Geralmente é decretada para assegurar o sucesso de uma determinada diligência
“imprescindível para as investigações”. Conforme a Lei 7.960/89, que
regulamenta a prisão temporária, ela será cabível: I - quando imprescindível
para as investigações do inquérito policial; II - quando o indicado não tiver
residência fixa ou não fornecer elementos necessários ao esclarecimento de sua
identidade; III - quando houver fundadas razões, de acordo com qualquer prova
admitida na legislação penal, de autoria ou participação do indiciado nos
seguintes crimes de homicídio, sequestro, roubo, estupro, tráfico de drogas,
crimes contra o sistema financeiro, entre outros.
O
prazo de duração da prisão temporária, em regra, é de 5 dias. Entretanto,
existem procedimentos específicos que estipulam prazos maiores para que o
investigado possa permanecer preso temporariamente.

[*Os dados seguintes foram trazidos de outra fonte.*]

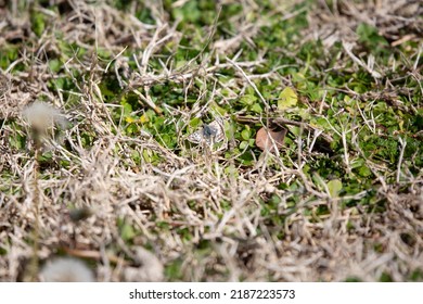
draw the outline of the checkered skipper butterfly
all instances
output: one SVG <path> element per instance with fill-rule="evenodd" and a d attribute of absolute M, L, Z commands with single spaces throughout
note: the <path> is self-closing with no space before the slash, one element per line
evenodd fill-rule
<path fill-rule="evenodd" d="M 188 137 L 188 140 L 193 143 L 216 143 L 225 139 L 223 122 L 220 118 L 211 122 L 208 125 L 203 125 L 202 128 Z"/>

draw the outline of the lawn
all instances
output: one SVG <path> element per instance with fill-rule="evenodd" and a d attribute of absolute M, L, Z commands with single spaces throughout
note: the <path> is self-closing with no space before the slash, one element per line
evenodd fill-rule
<path fill-rule="evenodd" d="M 423 281 L 420 1 L 0 1 L 0 281 Z"/>

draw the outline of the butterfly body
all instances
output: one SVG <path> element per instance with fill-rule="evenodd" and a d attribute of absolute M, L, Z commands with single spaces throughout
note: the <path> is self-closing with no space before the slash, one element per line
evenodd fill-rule
<path fill-rule="evenodd" d="M 188 137 L 188 140 L 193 143 L 216 143 L 225 139 L 223 124 L 220 119 L 216 119 L 208 125 L 203 125 L 202 128 Z"/>

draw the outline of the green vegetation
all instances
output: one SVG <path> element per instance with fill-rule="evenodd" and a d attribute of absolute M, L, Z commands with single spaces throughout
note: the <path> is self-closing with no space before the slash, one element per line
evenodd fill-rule
<path fill-rule="evenodd" d="M 0 11 L 0 268 L 39 220 L 40 259 L 143 246 L 169 281 L 422 280 L 421 9 L 49 2 Z M 36 183 L 34 101 L 62 117 Z M 223 142 L 187 140 L 216 118 Z"/>

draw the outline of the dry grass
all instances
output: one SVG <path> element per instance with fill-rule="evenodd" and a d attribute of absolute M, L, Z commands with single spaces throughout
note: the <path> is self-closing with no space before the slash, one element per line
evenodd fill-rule
<path fill-rule="evenodd" d="M 304 134 L 296 139 L 293 153 L 287 154 L 286 148 L 273 154 L 254 154 L 249 166 L 240 163 L 239 155 L 225 153 L 238 144 L 233 137 L 229 136 L 220 151 L 184 143 L 190 119 L 209 115 L 216 105 L 214 100 L 228 109 L 255 86 L 255 79 L 279 80 L 281 88 L 292 85 L 291 78 L 277 68 L 255 73 L 266 61 L 267 51 L 260 50 L 254 40 L 260 35 L 260 26 L 267 24 L 266 15 L 253 21 L 245 18 L 248 13 L 260 12 L 256 2 L 243 1 L 243 13 L 231 20 L 238 30 L 230 34 L 231 38 L 220 38 L 214 24 L 207 25 L 208 36 L 201 42 L 211 51 L 200 52 L 178 68 L 171 54 L 189 34 L 180 31 L 178 22 L 171 21 L 169 12 L 155 1 L 145 2 L 154 25 L 133 16 L 136 4 L 124 13 L 103 1 L 52 1 L 61 3 L 56 13 L 38 4 L 22 10 L 15 2 L 18 3 L 0 7 L 0 46 L 20 46 L 18 58 L 7 69 L 0 69 L 1 281 L 25 280 L 28 276 L 26 265 L 34 256 L 33 232 L 37 221 L 41 262 L 65 253 L 84 257 L 100 281 L 125 280 L 129 267 L 132 271 L 133 267 L 141 267 L 140 271 L 146 273 L 142 267 L 149 263 L 137 259 L 139 246 L 155 254 L 166 269 L 165 280 L 171 281 L 375 281 L 384 276 L 406 281 L 423 271 L 422 172 L 415 175 L 407 170 L 401 166 L 406 160 L 399 162 L 398 170 L 390 170 L 369 159 L 367 165 L 375 179 L 372 189 L 336 197 L 328 188 L 325 177 L 317 181 L 305 172 L 305 166 L 319 157 L 308 152 L 311 140 L 307 137 L 315 135 L 311 125 L 300 128 Z M 172 7 L 183 2 L 177 1 Z M 421 18 L 414 13 L 394 17 L 376 11 L 385 16 L 381 21 L 372 18 L 375 12 L 364 4 L 339 1 L 341 11 L 333 18 L 324 17 L 328 7 L 318 2 L 315 12 L 322 12 L 320 20 L 318 14 L 310 13 L 304 36 L 320 37 L 328 46 L 339 39 L 354 43 L 357 37 L 348 31 L 357 26 L 357 16 L 364 22 L 376 21 L 375 25 L 387 33 L 392 43 L 415 40 L 422 34 Z M 386 1 L 375 1 L 374 5 L 386 8 L 382 2 Z M 269 14 L 293 18 L 304 12 L 294 4 Z M 421 8 L 418 10 L 421 13 Z M 48 21 L 40 37 L 30 30 L 34 13 Z M 344 33 L 337 24 L 349 29 Z M 408 36 L 398 36 L 402 28 L 407 28 Z M 57 31 L 62 33 L 61 38 L 55 35 Z M 347 39 L 342 39 L 343 35 Z M 63 55 L 63 41 L 84 48 L 86 54 L 77 55 L 75 49 L 74 56 Z M 245 46 L 257 50 L 255 60 L 238 60 Z M 137 50 L 133 58 L 124 55 L 125 48 Z M 114 60 L 102 60 L 102 55 L 95 55 L 99 50 L 107 50 Z M 348 50 L 346 47 L 339 66 L 352 61 L 354 68 L 359 68 Z M 65 63 L 52 72 L 50 59 L 61 55 Z M 153 60 L 161 62 L 162 67 L 152 64 Z M 138 68 L 131 69 L 129 61 L 136 61 Z M 410 62 L 412 65 L 413 61 Z M 382 74 L 390 68 L 364 65 L 369 72 L 377 69 Z M 17 66 L 21 67 L 14 68 Z M 410 77 L 421 81 L 420 67 L 414 67 Z M 233 76 L 221 83 L 217 75 L 227 69 Z M 76 71 L 80 74 L 75 75 Z M 121 91 L 107 100 L 102 85 L 110 77 L 116 77 Z M 72 89 L 49 86 L 60 78 L 66 78 Z M 175 86 L 182 97 L 180 104 L 156 99 L 151 88 L 157 84 Z M 255 89 L 266 115 L 252 119 L 260 118 L 266 125 L 271 106 Z M 120 98 L 131 92 L 139 97 L 141 113 L 153 110 L 165 117 L 166 126 L 176 129 L 176 148 L 167 147 L 159 132 L 124 131 L 128 122 L 116 113 L 120 113 Z M 189 103 L 193 93 L 197 100 Z M 360 98 L 372 99 L 364 94 Z M 30 126 L 22 115 L 36 100 L 60 110 L 70 123 L 43 137 L 44 159 L 41 157 L 39 169 Z M 320 110 L 328 106 L 323 101 Z M 239 111 L 229 116 L 226 115 L 228 125 L 236 119 L 240 123 L 245 115 Z M 370 118 L 366 123 L 374 125 Z M 339 124 L 319 138 L 328 141 L 337 131 L 345 139 L 339 167 L 348 173 L 352 159 L 360 154 L 359 130 L 343 129 Z M 352 138 L 348 136 L 348 143 L 347 134 Z M 38 185 L 34 182 L 35 175 L 39 175 Z M 281 183 L 295 187 L 281 189 Z M 34 207 L 36 188 L 40 193 L 38 212 Z M 348 204 L 360 202 L 371 191 L 376 192 L 374 203 Z M 270 198 L 279 198 L 279 202 L 266 206 L 271 204 Z M 322 207 L 326 212 L 321 213 Z M 78 211 L 87 216 L 76 219 Z"/>

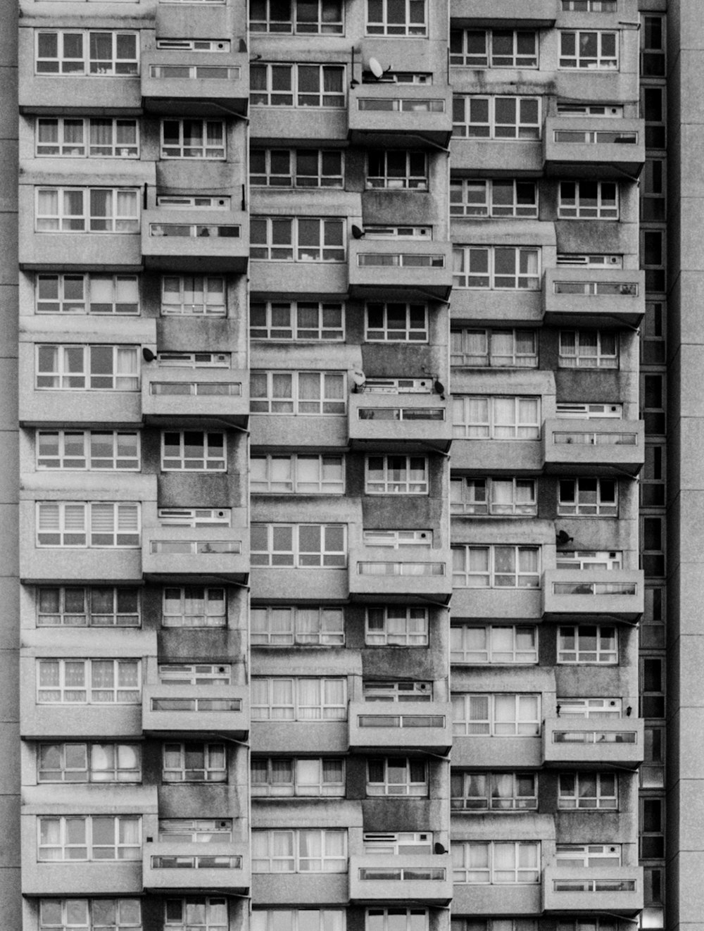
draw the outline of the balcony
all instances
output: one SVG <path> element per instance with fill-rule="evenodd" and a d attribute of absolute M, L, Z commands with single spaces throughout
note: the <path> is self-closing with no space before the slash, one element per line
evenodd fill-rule
<path fill-rule="evenodd" d="M 644 141 L 642 119 L 549 116 L 545 121 L 545 170 L 548 177 L 627 175 L 635 180 L 645 162 Z"/>
<path fill-rule="evenodd" d="M 643 421 L 555 418 L 543 424 L 547 475 L 635 478 L 645 457 Z"/>
<path fill-rule="evenodd" d="M 543 322 L 551 327 L 636 329 L 645 314 L 645 273 L 620 268 L 548 268 Z"/>
<path fill-rule="evenodd" d="M 449 854 L 367 854 L 349 858 L 349 899 L 354 903 L 447 905 L 453 897 L 453 864 Z"/>
<path fill-rule="evenodd" d="M 142 884 L 155 893 L 203 890 L 246 896 L 250 885 L 248 844 L 148 843 Z"/>
<path fill-rule="evenodd" d="M 399 294 L 446 301 L 453 287 L 452 244 L 393 240 L 349 243 L 349 292 L 353 298 Z"/>
<path fill-rule="evenodd" d="M 643 720 L 639 718 L 546 718 L 546 766 L 640 766 L 643 759 Z"/>
<path fill-rule="evenodd" d="M 244 52 L 150 49 L 142 60 L 142 100 L 147 113 L 177 116 L 245 115 L 249 56 Z"/>
<path fill-rule="evenodd" d="M 142 382 L 142 414 L 150 426 L 246 427 L 249 419 L 247 372 L 234 369 L 171 369 L 145 366 Z M 205 422 L 205 423 L 204 423 Z"/>
<path fill-rule="evenodd" d="M 449 702 L 351 702 L 352 752 L 447 753 L 453 743 Z"/>
<path fill-rule="evenodd" d="M 543 618 L 637 621 L 643 612 L 643 574 L 637 569 L 548 569 L 543 573 Z"/>
<path fill-rule="evenodd" d="M 643 908 L 642 867 L 546 867 L 543 909 L 546 912 L 579 911 L 633 917 Z"/>
<path fill-rule="evenodd" d="M 146 527 L 142 571 L 148 582 L 246 585 L 249 533 L 244 527 Z"/>
<path fill-rule="evenodd" d="M 453 131 L 448 87 L 360 84 L 349 94 L 352 145 L 446 146 Z"/>
<path fill-rule="evenodd" d="M 189 737 L 223 734 L 246 740 L 249 692 L 238 685 L 145 685 L 142 729 L 145 734 Z"/>
<path fill-rule="evenodd" d="M 146 268 L 167 272 L 247 271 L 249 223 L 238 210 L 145 210 L 142 257 Z"/>
<path fill-rule="evenodd" d="M 427 450 L 446 452 L 453 427 L 447 403 L 438 394 L 375 394 L 349 397 L 349 441 L 364 452 L 404 452 Z"/>

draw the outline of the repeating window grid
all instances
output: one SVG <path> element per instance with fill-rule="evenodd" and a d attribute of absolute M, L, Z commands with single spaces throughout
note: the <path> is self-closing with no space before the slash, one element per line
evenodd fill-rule
<path fill-rule="evenodd" d="M 540 398 L 453 398 L 453 436 L 463 439 L 539 439 Z"/>
<path fill-rule="evenodd" d="M 537 627 L 463 624 L 450 628 L 452 664 L 526 666 L 537 661 Z"/>
<path fill-rule="evenodd" d="M 453 97 L 453 135 L 466 139 L 540 139 L 539 97 Z"/>
<path fill-rule="evenodd" d="M 326 217 L 252 217 L 250 258 L 271 262 L 345 262 L 345 221 Z"/>
<path fill-rule="evenodd" d="M 137 705 L 139 659 L 38 659 L 38 705 Z"/>
<path fill-rule="evenodd" d="M 540 882 L 538 841 L 454 841 L 451 853 L 455 883 Z"/>
<path fill-rule="evenodd" d="M 618 777 L 616 773 L 561 773 L 558 808 L 574 811 L 616 811 Z"/>
<path fill-rule="evenodd" d="M 253 676 L 252 721 L 346 721 L 343 677 Z"/>
<path fill-rule="evenodd" d="M 142 782 L 139 744 L 39 744 L 38 782 Z"/>
<path fill-rule="evenodd" d="M 618 33 L 562 30 L 560 33 L 560 67 L 616 71 L 618 68 Z"/>
<path fill-rule="evenodd" d="M 165 743 L 164 782 L 226 782 L 227 752 L 224 744 L 197 741 Z"/>
<path fill-rule="evenodd" d="M 345 761 L 341 757 L 253 757 L 251 794 L 343 798 Z"/>
<path fill-rule="evenodd" d="M 367 456 L 365 494 L 429 494 L 426 456 Z"/>
<path fill-rule="evenodd" d="M 252 455 L 252 494 L 344 494 L 345 458 L 322 453 Z"/>
<path fill-rule="evenodd" d="M 251 106 L 336 109 L 345 106 L 345 66 L 257 62 L 250 88 Z"/>
<path fill-rule="evenodd" d="M 62 158 L 139 158 L 139 122 L 110 117 L 38 116 L 35 155 Z"/>
<path fill-rule="evenodd" d="M 142 859 L 142 817 L 71 815 L 37 817 L 37 860 Z"/>
<path fill-rule="evenodd" d="M 561 220 L 617 220 L 618 185 L 613 181 L 561 181 Z"/>
<path fill-rule="evenodd" d="M 251 832 L 253 873 L 333 873 L 346 870 L 346 829 L 254 829 Z"/>
<path fill-rule="evenodd" d="M 476 693 L 453 695 L 457 736 L 535 737 L 540 735 L 540 695 Z"/>
<path fill-rule="evenodd" d="M 140 505 L 39 501 L 36 546 L 133 548 L 140 546 Z"/>
<path fill-rule="evenodd" d="M 535 219 L 537 210 L 538 193 L 535 181 L 457 178 L 450 182 L 451 217 Z"/>
<path fill-rule="evenodd" d="M 250 149 L 250 183 L 256 187 L 345 186 L 340 149 Z"/>
<path fill-rule="evenodd" d="M 591 624 L 561 627 L 558 630 L 558 663 L 598 663 L 616 666 L 618 636 L 614 627 Z"/>
<path fill-rule="evenodd" d="M 123 31 L 37 29 L 35 74 L 134 76 L 140 73 L 139 34 Z"/>
<path fill-rule="evenodd" d="M 450 779 L 453 812 L 537 811 L 535 773 L 454 771 Z"/>

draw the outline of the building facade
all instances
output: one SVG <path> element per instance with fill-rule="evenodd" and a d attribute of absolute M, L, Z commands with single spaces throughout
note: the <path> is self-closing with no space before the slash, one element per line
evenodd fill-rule
<path fill-rule="evenodd" d="M 3 5 L 2 928 L 698 924 L 694 0 Z"/>

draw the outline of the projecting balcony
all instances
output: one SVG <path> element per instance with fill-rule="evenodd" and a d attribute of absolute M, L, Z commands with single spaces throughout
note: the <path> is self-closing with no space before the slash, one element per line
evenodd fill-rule
<path fill-rule="evenodd" d="M 543 139 L 548 176 L 635 179 L 645 162 L 642 119 L 550 116 Z"/>
<path fill-rule="evenodd" d="M 353 298 L 380 297 L 382 292 L 445 301 L 453 287 L 449 242 L 349 243 L 349 292 Z"/>
<path fill-rule="evenodd" d="M 548 475 L 638 475 L 645 459 L 641 420 L 555 418 L 543 424 Z"/>
<path fill-rule="evenodd" d="M 248 690 L 238 685 L 145 685 L 142 729 L 168 737 L 223 734 L 246 740 L 250 733 Z"/>
<path fill-rule="evenodd" d="M 249 222 L 239 210 L 145 210 L 142 257 L 146 268 L 242 274 L 250 261 Z"/>
<path fill-rule="evenodd" d="M 409 900 L 447 905 L 453 897 L 453 863 L 449 854 L 349 858 L 349 899 L 354 903 Z"/>
<path fill-rule="evenodd" d="M 391 82 L 360 84 L 349 94 L 352 145 L 445 146 L 453 131 L 452 92 Z"/>
<path fill-rule="evenodd" d="M 244 527 L 146 527 L 143 576 L 149 582 L 246 585 L 248 536 Z"/>
<path fill-rule="evenodd" d="M 218 424 L 246 427 L 247 372 L 236 369 L 171 369 L 144 366 L 142 414 L 151 426 L 196 427 Z"/>
<path fill-rule="evenodd" d="M 643 574 L 637 569 L 548 569 L 543 573 L 545 620 L 637 621 L 643 612 Z"/>
<path fill-rule="evenodd" d="M 640 766 L 643 759 L 640 718 L 546 718 L 543 763 L 546 766 Z"/>
<path fill-rule="evenodd" d="M 247 114 L 250 62 L 244 52 L 156 48 L 142 59 L 142 100 L 147 113 L 178 116 Z"/>
<path fill-rule="evenodd" d="M 601 911 L 632 917 L 643 909 L 643 867 L 545 868 L 546 912 Z"/>
<path fill-rule="evenodd" d="M 453 743 L 449 702 L 352 702 L 352 752 L 423 750 L 447 753 Z"/>
<path fill-rule="evenodd" d="M 438 394 L 375 394 L 349 397 L 349 441 L 353 449 L 397 452 L 428 447 L 446 452 L 453 427 L 447 403 Z"/>
<path fill-rule="evenodd" d="M 147 843 L 142 884 L 155 893 L 207 891 L 246 896 L 250 885 L 249 846 L 243 842 Z"/>

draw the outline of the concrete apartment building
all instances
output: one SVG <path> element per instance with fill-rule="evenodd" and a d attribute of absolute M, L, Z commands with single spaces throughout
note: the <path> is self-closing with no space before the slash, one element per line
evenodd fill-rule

Prisão Preventiva: A prisão
preventiva atualmente é a modalidade de prisão mais conhecida e debatida do
ordenamento jurídico. Ela pode ser decretada tanto durante as investigações,
quanto no decorrer da ação penal, devendo, em ambos os casos, estarem
preenchidos os requisitos legais para sua decretação. O artigo 312 do Código de
Processo Penal aponta os requisitos que podem fundamentar a prisão preventiva,
sendo eles: a) garantia da ordem pública e da ordem econômica (impedir que o
réu continue praticando crimes); b) conveniência da instrução criminal (evitar
que o réu atrapalhe o andamento do processo, ameaçando testemunhas ou
destruindo provas); c) assegurar a aplicação da lei penal (impossibilitar a
fuga do réu, garantindo que a pena imposta pela sentença seja cumprida).
O
STF rotineiramente vem anulando decretos de prisão preventiva que não
apresentam os devidos fundamentos e não apontam, de forma específica, a conduta
praticada pelo réu a justificar a prisão antes da condenação. A Constituição
Federal determina que uma pessoa somente poderá ser considerada culpada de um
crime após o fim do processo, ou seja, o julgamento de todos os recursos
cabíveis.
Prisão em Flagrante: A prisão em
flagrante possui uma peculiaridade pouco conhecida pelos cidadãos, que é a
possibilidade de poder ser decretada por “qualquer do povo” que presenciar o
cometimento de um ato criminoso. As autoridades policiais têm o dever de
prender quem esteja em “flagrante delito”.
Prisão para execução da pena: A
prisão que objetiva o início da aplicação de uma pena foi objeto de discussão
de um recente debate pelo Plenário do Supremo Tribunal Federal. Os ministros
entenderam que ela somente pode ser iniciada quando forem julgados todos os
recursos cabíveis a serem interpostos, inclusive àqueles encaminhados ao
Superior Tribunal de Justiça (STJ – Recurso Especial) e Supremo Tribunal
Federal (STF – Recurso Extraordinário). Entretanto, isso se aplica aos
condenados que responderam o processo em liberdade, pois contra estes não
existiam fundamentos para decretação da prisão preventiva. Caso surjam novos
fatos que justifiquem a prisão a preventiva, os condenados poderão ser
recolhidos antes do julgamento dos recursos.
Esta
modalidade de prisão é regulamentada pela Lei de Execuções Penais (Lei
7.210/1984), que possibilita, inclusive, o sistema de progressão do regime de
cumprimento das penas, trata dos direitos e deveres dos presos e determina as
sanções às faltas disciplinares, entre outros temas.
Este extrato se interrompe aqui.